IT organizations are constantly trying to optimize operations and troubleshooting activities and for good reason. Once established, end users' perception of "slowness" can be hard to get rid of. According to research that Enterprise Management Associates (EMA) performed in late 2016, 41% of organizations surveyed spend more than 50% of their time responding to network and application performance problems.

This is obviously a large source of time and energy. It can also be an unwanted high-profile activity. Let's look at one example for the medical industry. Networked applications, such as electronic medical records (EMR), are vital for hospitals to provide outstanding service to their patients and physicians. These applications enable 24x7 application transaction monitoring, packet storage, and network analysis, while providing integrated software add-ons for dependency mapping, SNMP reporting, database monitoring, and pre-deployment application testing.

However, a networking team can often not be aware of slow response times on the remotely hosted EMR application until a physician or someone else calls in to complain. Once the problem is identified, it takes time to get troubleshooting equipment into place to sort out if the root cause of the issue is the application or the network.

A simple solution to the problem is to add taps and network packet brokers (NPBs). Taps can be inserted anywhere in the network, They make a complete copy of all traffic between the network data flow and your monitoring tools (or NPB) to improve the quality of monitoring data and time to data acquisition. Once the tap is installed into the network, it is a permanent passive device that gives you constant and consistent access to your critical monitoring data.

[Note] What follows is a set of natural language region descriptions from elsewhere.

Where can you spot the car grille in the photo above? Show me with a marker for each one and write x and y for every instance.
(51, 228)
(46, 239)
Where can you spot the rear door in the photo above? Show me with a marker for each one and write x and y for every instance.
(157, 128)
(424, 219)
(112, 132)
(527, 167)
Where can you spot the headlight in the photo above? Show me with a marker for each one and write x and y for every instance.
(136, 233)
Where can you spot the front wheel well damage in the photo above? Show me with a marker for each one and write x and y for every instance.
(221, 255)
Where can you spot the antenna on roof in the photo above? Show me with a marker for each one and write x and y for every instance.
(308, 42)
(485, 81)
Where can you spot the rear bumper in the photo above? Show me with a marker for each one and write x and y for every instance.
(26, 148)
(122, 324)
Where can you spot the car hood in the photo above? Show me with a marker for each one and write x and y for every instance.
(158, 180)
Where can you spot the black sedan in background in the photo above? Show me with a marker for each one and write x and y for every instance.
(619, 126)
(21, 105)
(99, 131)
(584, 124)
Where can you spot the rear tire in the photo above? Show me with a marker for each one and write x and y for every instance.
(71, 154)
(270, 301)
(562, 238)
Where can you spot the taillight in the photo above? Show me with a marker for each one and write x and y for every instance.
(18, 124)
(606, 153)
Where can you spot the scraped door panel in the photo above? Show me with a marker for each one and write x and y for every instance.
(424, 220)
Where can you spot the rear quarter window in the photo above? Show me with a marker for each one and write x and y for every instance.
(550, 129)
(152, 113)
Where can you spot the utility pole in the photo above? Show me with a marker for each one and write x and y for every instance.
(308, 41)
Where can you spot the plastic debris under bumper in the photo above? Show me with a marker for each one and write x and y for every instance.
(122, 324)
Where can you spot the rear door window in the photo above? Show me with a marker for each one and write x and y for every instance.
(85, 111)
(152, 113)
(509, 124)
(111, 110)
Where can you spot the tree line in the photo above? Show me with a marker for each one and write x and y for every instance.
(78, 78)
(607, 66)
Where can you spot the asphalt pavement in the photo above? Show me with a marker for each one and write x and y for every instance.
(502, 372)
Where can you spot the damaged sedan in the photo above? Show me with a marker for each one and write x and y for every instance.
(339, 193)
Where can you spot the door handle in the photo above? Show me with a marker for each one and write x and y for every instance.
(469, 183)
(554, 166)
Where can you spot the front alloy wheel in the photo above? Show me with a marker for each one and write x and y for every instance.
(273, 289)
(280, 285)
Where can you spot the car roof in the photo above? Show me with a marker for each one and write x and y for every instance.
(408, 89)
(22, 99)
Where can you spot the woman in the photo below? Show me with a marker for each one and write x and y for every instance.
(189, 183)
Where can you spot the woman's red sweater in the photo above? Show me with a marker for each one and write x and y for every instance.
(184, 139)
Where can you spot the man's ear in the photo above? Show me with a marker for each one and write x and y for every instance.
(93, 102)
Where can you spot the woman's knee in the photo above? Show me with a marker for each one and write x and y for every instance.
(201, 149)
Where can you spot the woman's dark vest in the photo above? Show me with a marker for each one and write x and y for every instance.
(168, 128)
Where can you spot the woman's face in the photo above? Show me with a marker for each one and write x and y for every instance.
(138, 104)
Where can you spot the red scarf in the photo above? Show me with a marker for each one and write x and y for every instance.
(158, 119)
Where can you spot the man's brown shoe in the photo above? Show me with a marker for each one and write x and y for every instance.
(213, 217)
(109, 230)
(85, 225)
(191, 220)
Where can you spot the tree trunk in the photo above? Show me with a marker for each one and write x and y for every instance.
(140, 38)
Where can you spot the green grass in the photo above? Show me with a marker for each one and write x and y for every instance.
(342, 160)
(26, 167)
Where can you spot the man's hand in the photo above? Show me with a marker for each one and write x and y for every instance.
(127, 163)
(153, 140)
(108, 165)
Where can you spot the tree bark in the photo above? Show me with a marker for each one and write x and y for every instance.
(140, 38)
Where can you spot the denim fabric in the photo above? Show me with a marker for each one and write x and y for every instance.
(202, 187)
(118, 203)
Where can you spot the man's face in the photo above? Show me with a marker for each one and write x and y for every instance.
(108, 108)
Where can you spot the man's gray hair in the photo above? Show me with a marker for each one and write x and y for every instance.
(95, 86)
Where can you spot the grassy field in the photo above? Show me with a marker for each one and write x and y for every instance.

This means that in most cases, you don't have to ask the Change Board for permission to touch the network again. You touch it once to install the tap, and then you are done.

Next, you will want to deploy a NPB between those taps and the security and monitoring tools to optimize the data sent to the tools. You can plug in (as well as unplug) whatever tools you want into the NPB with no impact to the network. With the NPB, you can perform data filtering, deduplication, packet slicing, header stripping, and many other functions to optimize the data before it is sent to your application performance management (APM) tools. It is not uncommon for 50% or more of the monitoring traffic to be duplicate packets, especially if you are pulling data from a SPAN port (instead of a tap) or have overlapping data taps in your architecture. Duplicate packets are bad because they can decrease the processing efficiency of your APM tool. It can also lead to less available on-board storage capacity for useful packet data (essential for "back in time" analysis).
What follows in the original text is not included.